Data Extraction | Data Recovery

Extraction Methodology

Below is a step-by-step account of our source material and the methods deployed to enhance the data extraction process from the pages.

1– Understanding the Page Layout

The page images for this project came from the New York Public Library archive, dated between 1849 and 1922. These images were digitized into TIFF files and shared with us for the sake of text extraction. The pages are structured similarly across the years: columns of printed entry data, with each entry made up of four primary elements: name, occupation, business address, and (inconsistently) home address. Early directories (the first 41) divide the pages into two columns; later directories include three, four, and five columns of entries per page. Later directories also intersperse advertisements throughout the pages, both within and bordering the columns. Take note of the indented lines in the sample page to the right – these indentations indicate a continuation of the entry directly preceding, and were our primary point of intervention for improving the extraction.

2– Isolating the Columns

We deployed a Canny edge detector to identify the edges contained within the page image, followed by the Hough transformation to find the straight lines separating the columns. We then used OCR to identify the outer margins of the page image, so that the image could be cropped, resulting in a page image that only contained the text of the entries we were interested in capturing. Using the lines identified via the Hough transform, we were able to crop out each column, allowing for isolated analyses with reduced noise.
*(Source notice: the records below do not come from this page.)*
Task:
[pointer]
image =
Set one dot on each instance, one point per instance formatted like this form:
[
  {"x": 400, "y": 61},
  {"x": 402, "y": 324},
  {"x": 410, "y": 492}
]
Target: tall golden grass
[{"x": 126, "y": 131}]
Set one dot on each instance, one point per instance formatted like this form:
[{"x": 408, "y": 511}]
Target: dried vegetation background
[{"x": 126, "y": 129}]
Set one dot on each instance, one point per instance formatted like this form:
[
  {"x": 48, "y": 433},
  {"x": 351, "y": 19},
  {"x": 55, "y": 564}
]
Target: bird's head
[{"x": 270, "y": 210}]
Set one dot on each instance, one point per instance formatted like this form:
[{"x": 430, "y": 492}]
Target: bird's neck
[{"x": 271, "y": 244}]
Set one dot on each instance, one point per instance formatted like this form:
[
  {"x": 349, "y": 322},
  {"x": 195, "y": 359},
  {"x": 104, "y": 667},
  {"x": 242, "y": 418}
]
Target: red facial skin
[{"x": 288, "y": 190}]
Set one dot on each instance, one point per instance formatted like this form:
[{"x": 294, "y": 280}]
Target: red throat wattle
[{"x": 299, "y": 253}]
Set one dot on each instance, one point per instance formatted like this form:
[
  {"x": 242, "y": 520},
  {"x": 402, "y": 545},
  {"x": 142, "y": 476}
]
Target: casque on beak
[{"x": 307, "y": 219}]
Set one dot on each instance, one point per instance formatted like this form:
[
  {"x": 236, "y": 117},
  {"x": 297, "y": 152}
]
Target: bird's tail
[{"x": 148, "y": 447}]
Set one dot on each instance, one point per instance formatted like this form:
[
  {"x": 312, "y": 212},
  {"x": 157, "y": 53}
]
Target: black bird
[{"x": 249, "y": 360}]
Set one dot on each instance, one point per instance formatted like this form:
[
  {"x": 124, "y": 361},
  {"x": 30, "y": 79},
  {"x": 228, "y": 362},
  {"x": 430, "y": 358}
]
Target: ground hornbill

Running OCR over the cropped column allowed us to capture the pixel placement of each line – via the resulting bounding boxes that formed over the text – and, more importantly, capture which lines were indented in the column (an indent indicates that the line is a continuation of the entry directly preceding). Organizing the resulting textual output into a dataframe, we then group the data by line, and affix text that has been identified as “indented” to the text of the previous line.

We used Regular Expression to deploy a simple tagging methodology based on the syntax of each entry: words beginning with capital letters were tagged as “names”; the word immediately after the names was tagged “occupation”. The remaining text was tagged as “work address,” unless there was an “h.” present, which was always followed by “home address”.

3– Extracting & Tagging the Data

4- Scaling Up

The final step – which gave us trouble - is scaling up this process across all of the directories. Our attempt at scaling up the methodology across the 41 two-column directories yielded less optimistic results than when deployed over a single page.. The process resulted in slightly over 125,000 entries extracted; though we were excited to see that we had succeeded in deployment, this number was much lower than expected. Investigation into the output revealed that several pages were skipped over entirely, including 5 entire directories. However, the entries that were extracted were tagged consistently and accurately using our new tagging methodology.